Protecting yourself and your data during tax season!
May 17th is this year’s tax filing day in the United States. Many Americans are preparing to file their taxes online, while many cybercriminals are preparing tax scams.
How to protect your personal information during tax season
The Treasury Inspector General for Tax Administration reports that more than 2.4 million Americans have fallen victim to scams via phone, physical mail and email. These targeted attacks can be very convincing. Don’t be fooled by criminals impersonating the IRS!
- The IRS will never email or text you
- What to do if you receive a suspicious phone call
- What to do if you receive an unsolicited fax
- The IRS maintains a list of IRS-related phishing schemes
- Help fight identity theft
- Keep your computer and mobile device secure by using a strong password, VPN and multi-factor identification. Be sure to set your phone for automatic updates. And never leave it lying around where someone can take it!
- Avoid phishing scams and malware by being careful about what emails and texts you respond to. Be on the lookout for any emails with an “urgent” message that pressure you to respond immediately.
- Protect your tax return by using an identity protection PIN. An IP PIN is a six-digit code that prevents an identity thief from fraudulently filing your tax return. Learn more about this from http://www.irs.gov/ippin.
If you receive a text or email from someone claiming to be an IRS employee, don’t hit “reply.” The IRS will never text, email or reach out on social media to request any personal or financial information.
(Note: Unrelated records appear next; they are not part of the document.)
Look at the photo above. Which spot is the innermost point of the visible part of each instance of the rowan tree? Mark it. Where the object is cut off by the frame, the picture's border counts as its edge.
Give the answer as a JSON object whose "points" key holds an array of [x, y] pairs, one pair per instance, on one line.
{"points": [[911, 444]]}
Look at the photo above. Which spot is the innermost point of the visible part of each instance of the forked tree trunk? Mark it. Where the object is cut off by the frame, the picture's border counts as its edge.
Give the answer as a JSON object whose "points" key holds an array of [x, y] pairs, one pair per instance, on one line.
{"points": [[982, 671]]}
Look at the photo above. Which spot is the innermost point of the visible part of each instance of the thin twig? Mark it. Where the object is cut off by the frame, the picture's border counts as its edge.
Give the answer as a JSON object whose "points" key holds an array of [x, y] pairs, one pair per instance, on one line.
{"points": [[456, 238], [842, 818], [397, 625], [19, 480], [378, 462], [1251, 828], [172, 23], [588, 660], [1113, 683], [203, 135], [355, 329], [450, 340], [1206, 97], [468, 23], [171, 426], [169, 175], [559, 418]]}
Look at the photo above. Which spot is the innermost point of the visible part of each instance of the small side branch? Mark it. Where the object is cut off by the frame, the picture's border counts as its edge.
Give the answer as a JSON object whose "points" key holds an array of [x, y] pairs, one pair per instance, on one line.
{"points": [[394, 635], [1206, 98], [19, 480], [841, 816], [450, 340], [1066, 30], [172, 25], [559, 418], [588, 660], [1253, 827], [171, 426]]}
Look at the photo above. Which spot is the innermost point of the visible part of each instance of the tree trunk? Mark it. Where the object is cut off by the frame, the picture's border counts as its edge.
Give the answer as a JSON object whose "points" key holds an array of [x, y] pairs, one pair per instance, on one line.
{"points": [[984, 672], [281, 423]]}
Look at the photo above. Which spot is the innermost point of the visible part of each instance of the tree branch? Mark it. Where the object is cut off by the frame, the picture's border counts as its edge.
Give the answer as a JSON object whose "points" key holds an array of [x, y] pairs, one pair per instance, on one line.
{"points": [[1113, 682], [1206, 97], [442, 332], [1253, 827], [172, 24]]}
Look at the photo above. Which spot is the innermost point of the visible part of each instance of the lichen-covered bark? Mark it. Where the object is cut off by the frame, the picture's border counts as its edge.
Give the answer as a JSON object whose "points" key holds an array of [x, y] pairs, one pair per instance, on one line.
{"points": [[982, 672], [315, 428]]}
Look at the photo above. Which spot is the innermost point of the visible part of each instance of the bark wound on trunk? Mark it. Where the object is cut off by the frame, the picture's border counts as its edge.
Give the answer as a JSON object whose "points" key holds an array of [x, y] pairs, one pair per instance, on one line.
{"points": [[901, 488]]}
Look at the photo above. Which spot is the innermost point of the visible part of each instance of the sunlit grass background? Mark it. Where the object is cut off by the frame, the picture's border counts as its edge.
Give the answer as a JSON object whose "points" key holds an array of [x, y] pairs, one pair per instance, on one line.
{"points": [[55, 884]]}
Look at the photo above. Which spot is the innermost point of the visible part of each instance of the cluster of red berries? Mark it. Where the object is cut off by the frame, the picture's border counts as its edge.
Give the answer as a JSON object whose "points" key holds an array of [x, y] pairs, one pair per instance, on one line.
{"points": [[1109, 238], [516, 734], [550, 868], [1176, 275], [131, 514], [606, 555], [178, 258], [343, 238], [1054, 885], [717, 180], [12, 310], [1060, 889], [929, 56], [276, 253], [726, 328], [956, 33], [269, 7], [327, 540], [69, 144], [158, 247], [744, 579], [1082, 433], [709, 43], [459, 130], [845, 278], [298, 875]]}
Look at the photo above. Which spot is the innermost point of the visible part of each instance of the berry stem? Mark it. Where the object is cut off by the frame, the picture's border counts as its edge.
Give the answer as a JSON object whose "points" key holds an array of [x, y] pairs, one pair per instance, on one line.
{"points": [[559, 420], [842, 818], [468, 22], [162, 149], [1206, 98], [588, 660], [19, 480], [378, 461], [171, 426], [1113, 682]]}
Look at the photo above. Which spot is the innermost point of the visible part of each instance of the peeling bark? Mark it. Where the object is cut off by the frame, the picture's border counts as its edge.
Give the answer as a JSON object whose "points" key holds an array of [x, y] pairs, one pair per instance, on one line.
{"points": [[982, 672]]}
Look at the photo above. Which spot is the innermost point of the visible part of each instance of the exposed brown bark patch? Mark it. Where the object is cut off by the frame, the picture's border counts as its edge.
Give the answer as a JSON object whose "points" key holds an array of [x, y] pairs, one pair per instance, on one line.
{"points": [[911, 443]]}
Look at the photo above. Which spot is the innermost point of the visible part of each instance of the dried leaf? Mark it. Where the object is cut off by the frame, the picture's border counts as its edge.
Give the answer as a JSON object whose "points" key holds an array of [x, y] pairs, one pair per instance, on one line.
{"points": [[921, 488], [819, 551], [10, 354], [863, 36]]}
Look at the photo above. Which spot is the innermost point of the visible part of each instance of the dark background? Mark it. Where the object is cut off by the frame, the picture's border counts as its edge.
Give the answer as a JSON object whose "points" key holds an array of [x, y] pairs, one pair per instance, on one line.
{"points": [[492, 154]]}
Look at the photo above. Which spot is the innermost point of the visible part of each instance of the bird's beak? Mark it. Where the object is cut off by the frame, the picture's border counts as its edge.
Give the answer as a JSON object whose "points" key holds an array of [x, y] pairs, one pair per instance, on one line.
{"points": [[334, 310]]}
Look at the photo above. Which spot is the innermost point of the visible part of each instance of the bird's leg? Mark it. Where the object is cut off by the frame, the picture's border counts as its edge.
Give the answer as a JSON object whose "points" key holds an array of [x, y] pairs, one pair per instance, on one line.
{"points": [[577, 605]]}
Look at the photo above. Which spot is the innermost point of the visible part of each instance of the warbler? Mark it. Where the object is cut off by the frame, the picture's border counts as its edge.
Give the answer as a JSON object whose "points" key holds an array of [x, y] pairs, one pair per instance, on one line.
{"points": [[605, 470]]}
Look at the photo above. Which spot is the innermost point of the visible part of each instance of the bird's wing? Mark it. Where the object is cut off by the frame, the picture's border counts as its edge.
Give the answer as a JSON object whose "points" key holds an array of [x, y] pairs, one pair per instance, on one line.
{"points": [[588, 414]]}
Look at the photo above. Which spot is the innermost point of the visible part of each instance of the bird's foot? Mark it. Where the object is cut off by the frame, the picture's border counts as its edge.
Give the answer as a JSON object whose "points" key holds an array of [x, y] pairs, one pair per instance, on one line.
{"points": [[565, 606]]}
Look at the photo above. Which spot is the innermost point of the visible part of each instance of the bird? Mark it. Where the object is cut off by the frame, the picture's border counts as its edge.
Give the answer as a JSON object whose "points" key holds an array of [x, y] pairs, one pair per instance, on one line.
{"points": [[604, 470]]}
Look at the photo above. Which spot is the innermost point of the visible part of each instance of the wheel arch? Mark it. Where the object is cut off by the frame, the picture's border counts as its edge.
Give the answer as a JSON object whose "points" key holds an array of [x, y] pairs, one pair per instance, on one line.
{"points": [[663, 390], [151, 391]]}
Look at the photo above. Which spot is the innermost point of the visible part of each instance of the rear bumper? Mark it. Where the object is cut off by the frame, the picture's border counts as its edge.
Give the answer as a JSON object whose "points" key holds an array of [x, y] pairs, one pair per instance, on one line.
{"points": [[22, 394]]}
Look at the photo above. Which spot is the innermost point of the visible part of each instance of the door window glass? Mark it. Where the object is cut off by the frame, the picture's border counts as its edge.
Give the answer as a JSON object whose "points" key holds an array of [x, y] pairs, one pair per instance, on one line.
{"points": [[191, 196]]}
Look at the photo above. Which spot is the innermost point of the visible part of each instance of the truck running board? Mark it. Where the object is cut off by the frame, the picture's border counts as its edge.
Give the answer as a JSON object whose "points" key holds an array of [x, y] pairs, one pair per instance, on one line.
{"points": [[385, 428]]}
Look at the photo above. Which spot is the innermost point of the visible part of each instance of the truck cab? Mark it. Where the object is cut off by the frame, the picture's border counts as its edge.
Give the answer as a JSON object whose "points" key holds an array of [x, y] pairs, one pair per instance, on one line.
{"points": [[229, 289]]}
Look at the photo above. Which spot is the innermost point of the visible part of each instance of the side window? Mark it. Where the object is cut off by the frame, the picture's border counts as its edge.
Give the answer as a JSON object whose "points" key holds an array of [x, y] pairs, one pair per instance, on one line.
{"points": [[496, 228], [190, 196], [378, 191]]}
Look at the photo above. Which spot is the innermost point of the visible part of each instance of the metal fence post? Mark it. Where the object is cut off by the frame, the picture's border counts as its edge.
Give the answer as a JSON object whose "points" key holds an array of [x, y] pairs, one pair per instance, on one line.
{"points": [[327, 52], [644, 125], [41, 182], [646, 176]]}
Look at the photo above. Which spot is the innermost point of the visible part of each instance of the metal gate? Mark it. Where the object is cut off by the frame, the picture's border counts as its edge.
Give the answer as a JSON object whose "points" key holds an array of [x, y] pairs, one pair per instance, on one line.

That text is a scam!
If you receive a suspicious email, you can report it to email@example.com. If you receive an unsolicited SMS message, do not reply, do not click on any links and do not open any attachments. You can forward the text to 202-552-1226. (Standard text message rates do apply.)
There are many IRS scams involving phone calls. Some of these are robocalls, fake tech support and telemarketing calls. The IRS recommends installing call-blocking software on your device to screen out these fake calls.
While they do not endorse a specific product, they suggest that you check places like consumerreports.org for a list of available options.
There is a fax scam that involves a fake Form W8-BEN. If you are a foreign citizen, please visit the FATCA home page.
Once you determine that it is not legitimate, report the incident to firstname.lastname@example.org (subject FAX)
Did you know that the IRS maintains a list of all reported phishing scams? The IRS alerts taxpayers to scams that use their logo, the IRS name, logo or website clones that try to steal assets or identities.
You can find the entire list here. Search the site using the term “phishing”.
One reason scammers use phishing bait is to steal unwary users' identities. Identity theft occurs when someone uses your personal information (such as your name, Social Security number or address) without your permission in order to commit crimes. You can help protect yourself from identity theft with a few precautions.
How to recognize a phishing scam
The FBI’s Internet Crime Complaint Center reported that people lost $57 million to phishing schemes in one year. Phishing emails use many different tactics to gain access to your email, bank account, identity number and other sensitive data.
- Offer something for free: Remember, nothing is free. Many times, scammers will tell you that you won a free iPad or phone, or offer a coupon for free items. Don’t take the bait!
- The email comes from someone you know: Phishing emails often emulate real companies like banks or retailers. Look for messages saying there are problems or issues, and look for generic greetings. Always be wary if the email prompts you to enter ANY information. Never enter any credentials or banking information into an unsolicited email! Always go to the official source by validating with a legitimate number or website (NOT the one listed in the email).
- The email pressures you to act immediately:Scammers use many psychological tactics to make you “act immediately!” They will also use threats to make you drop your guard. They might tell you that you are being sued, or that a relative is in jail and you must wire money to them now.
- They want you to click a link: Phishing emails usually want you to click a link or enter credentials. This should always be a red flag! Clicking links or downloading files can expose you to dangerous malware or ransomware. These emails may look like messages from a friend or coworker; a delivery notification; or a fake invoice. The possibilities are endless. Always think twice and validate before clicking a link or downloading a file.
- They capitalize on holidays or current events: Scammers are notorious for this type of phishing scam. They leverage events like Tax Day or holidays like Valentine’s Day or, more recently, COVID-19 testing and vaccine information. Always, always, always go to an official source and never respond to or click on any unsolicited email links!
APWG Phishing Activity Report for Q4 2020 released! (Access the full report here)
The Anti-Phishing Working Group (APWG) reports on phishing trends reported by its global partners. Companies can submit through the organization’s website (https://apwg.org) and by email (email@example.com). According to APWG:
- The number of phishing attacks observed by APWG doubled in 2020!
- Business email compromise scams are becoming more costly for the victims
- Financial institutions, webmail and SaaS site category, was the one most frequently victimized by phishing in Q4
- Phishers are using an array of deception techniques to fool users. These include domain names chosen to avoid detection, encryption designed to lull victims into a false sense of security and deceptive email addresses used to spoof trusted companies and business contacts.